Another recent star turn occurred when developer Mitchell Waite’s iBird app carved out a nice niche by landing a lucrative seven seconds in a recent iPhone commercial … cha-ching! “I look at it like Apple paid me $10 million to show my application on every single major network, every major television show – no, I can’t even put a figure on it,” said Waite to New York Times Digital Domain columnist Randall Stross.
Throngs of creative people want their creation prominently displayed in the iPhone App Store. No amount of lobbying or cash (paid placement) can make it so.

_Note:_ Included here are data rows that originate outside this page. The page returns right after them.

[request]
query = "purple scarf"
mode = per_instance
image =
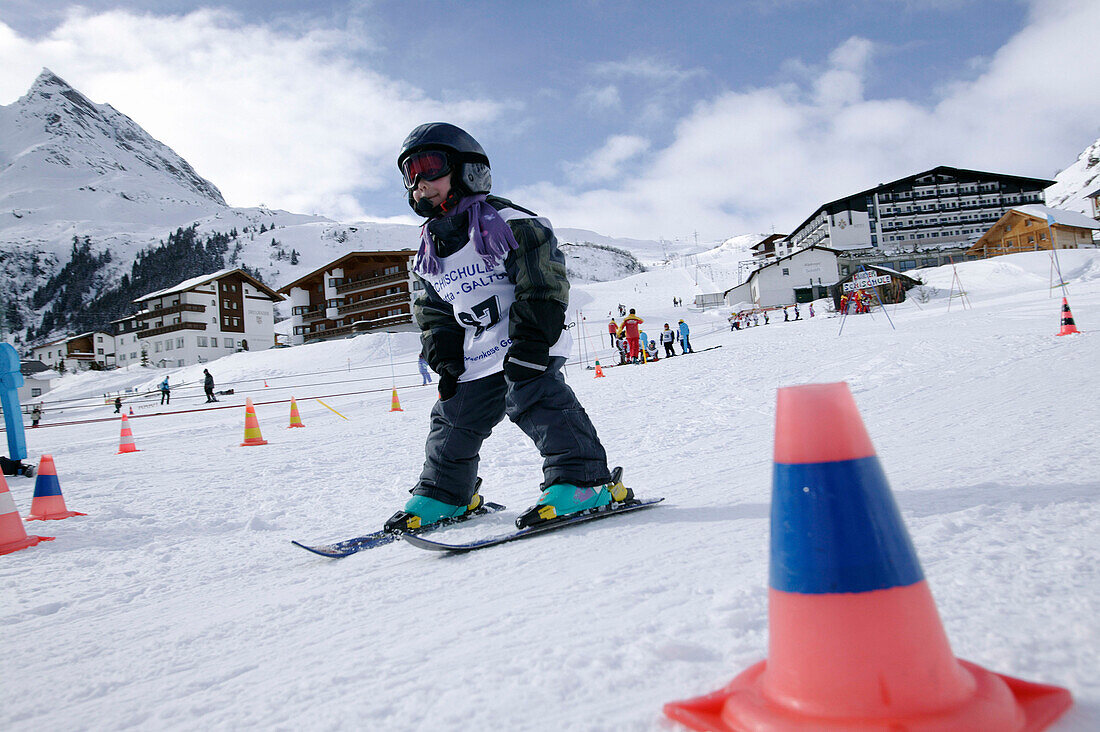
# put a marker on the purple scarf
(491, 235)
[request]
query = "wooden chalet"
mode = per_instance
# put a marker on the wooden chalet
(1035, 228)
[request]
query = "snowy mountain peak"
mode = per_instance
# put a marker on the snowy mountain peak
(54, 138)
(1075, 183)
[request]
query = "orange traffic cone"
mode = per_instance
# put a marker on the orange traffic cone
(855, 641)
(1067, 320)
(48, 504)
(12, 535)
(252, 436)
(295, 417)
(127, 439)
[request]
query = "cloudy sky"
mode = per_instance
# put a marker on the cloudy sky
(644, 119)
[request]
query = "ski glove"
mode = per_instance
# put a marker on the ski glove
(448, 380)
(448, 385)
(526, 361)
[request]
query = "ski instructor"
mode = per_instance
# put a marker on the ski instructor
(492, 317)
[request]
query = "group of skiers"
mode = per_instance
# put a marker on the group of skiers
(165, 390)
(745, 319)
(634, 346)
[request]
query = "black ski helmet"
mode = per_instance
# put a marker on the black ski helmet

More from NY Times: “In April, Apple celebrated its one billionth download from the App Store in only nine months. For all of its success with the store, however, Apple remains most interested in using third-party software to sell its hardware. Mr. Waite said an Apple liaison told him, ‘We pick apps not for how well they’re selling — we pick apps that will sell more iPhones and iPod Touches because they show off the best features or are something you can’t get elsewhere.’ Fitting that bill is Mr. Waite’s iBird application, which turns the iPhone into an always-in-hand field guide replete with bird calls that a printed field guide cannot provide.”
The App Store rolls with the democracy of good ideas. If they see an app that’s particularly fresh and useful, they lift it up with their considerable marketing muscle.